I found a useful formula just now to identify outliers in a data set and am trying to come up with R code for it, but I'm running into two snags; any help would be greatly appreciated.
First, I tried recreating the example from the textbook I'm reading, which used the following 5 numbers and formula to identify outliers:
df=tibble::tribble(~num,
19,
25,
28,
32,
10000)
round(abs(df$num[]-median(df$num))/(1.483*4),2)
The number 1.483 is a constant, while 4 is supposed to be the MAD of the data set (I got this from the textbook). However, when I use the mad() call in R, it gives me a different answer than the textbook:
round(abs(df$num[]-median(df$num))/(1.483*mad(df$num)),2)
Anyone know why R's MAD is different? Is it a rounding thing, or a problem with my code?
Second, I'm trying to write a function that adds a 0/1 coding column to this tibble to identify outliers so I can filter them easily.

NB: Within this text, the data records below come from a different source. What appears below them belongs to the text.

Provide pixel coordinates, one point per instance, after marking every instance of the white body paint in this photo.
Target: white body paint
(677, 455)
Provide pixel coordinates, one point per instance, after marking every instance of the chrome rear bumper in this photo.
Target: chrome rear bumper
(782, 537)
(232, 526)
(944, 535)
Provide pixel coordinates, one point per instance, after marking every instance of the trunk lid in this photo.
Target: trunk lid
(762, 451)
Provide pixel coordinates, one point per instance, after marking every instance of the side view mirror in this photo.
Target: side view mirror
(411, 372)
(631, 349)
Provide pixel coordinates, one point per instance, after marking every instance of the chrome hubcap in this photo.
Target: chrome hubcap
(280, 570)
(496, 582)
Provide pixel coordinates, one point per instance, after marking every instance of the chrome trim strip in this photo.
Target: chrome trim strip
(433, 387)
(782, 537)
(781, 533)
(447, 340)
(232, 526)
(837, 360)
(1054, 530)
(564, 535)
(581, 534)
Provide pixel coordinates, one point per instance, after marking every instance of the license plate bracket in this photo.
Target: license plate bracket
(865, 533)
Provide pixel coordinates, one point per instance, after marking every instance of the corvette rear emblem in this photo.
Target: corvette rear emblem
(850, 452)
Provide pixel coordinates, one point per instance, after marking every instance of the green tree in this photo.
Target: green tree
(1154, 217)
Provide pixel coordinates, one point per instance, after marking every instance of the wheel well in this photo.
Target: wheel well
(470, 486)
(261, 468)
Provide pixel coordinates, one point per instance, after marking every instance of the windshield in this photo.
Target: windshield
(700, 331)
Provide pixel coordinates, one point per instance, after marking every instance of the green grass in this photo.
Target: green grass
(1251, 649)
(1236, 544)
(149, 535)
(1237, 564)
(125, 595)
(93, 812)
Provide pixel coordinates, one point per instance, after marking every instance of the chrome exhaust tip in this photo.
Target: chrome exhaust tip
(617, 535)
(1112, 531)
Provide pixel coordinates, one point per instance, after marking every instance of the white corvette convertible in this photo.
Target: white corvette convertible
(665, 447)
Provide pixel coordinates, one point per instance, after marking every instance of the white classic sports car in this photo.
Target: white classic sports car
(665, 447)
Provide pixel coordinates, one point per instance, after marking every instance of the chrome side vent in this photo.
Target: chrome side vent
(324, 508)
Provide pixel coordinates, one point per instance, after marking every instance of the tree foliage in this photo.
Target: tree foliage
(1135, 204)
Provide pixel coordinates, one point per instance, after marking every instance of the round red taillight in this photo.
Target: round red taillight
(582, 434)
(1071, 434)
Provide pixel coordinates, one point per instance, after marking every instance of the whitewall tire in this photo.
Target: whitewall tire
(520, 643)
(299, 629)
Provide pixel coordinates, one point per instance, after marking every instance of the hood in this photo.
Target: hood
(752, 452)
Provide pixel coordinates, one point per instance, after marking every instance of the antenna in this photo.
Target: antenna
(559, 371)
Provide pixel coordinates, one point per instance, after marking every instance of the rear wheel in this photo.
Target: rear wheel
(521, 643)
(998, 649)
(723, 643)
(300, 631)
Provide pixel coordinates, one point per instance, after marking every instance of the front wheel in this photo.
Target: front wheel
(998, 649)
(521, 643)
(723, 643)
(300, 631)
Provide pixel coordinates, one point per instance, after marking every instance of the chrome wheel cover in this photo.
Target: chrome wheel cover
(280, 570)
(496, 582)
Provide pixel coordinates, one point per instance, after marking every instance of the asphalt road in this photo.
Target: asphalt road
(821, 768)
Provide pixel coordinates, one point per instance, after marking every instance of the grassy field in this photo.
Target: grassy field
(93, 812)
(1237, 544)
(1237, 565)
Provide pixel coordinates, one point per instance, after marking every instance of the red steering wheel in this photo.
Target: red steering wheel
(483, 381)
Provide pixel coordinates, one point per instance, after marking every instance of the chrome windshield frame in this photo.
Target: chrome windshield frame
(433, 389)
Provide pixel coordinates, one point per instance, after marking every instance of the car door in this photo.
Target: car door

When I write it as a line of code, it works perfectly--but I can't get the function to work though...
df=df %>% mutate(outlier=ifelse(round(abs(num[]-median(num))/(1.483*mad(num)),2)>2.24,1,0))
find_outliers=function(df,col){
df=df %>% mutate(outlier=if_else(round(abs(col[]-median(col))/(1.483*mad(col)),2)>2.24,1,0))
return(df)
}
find_outliers(df,"num")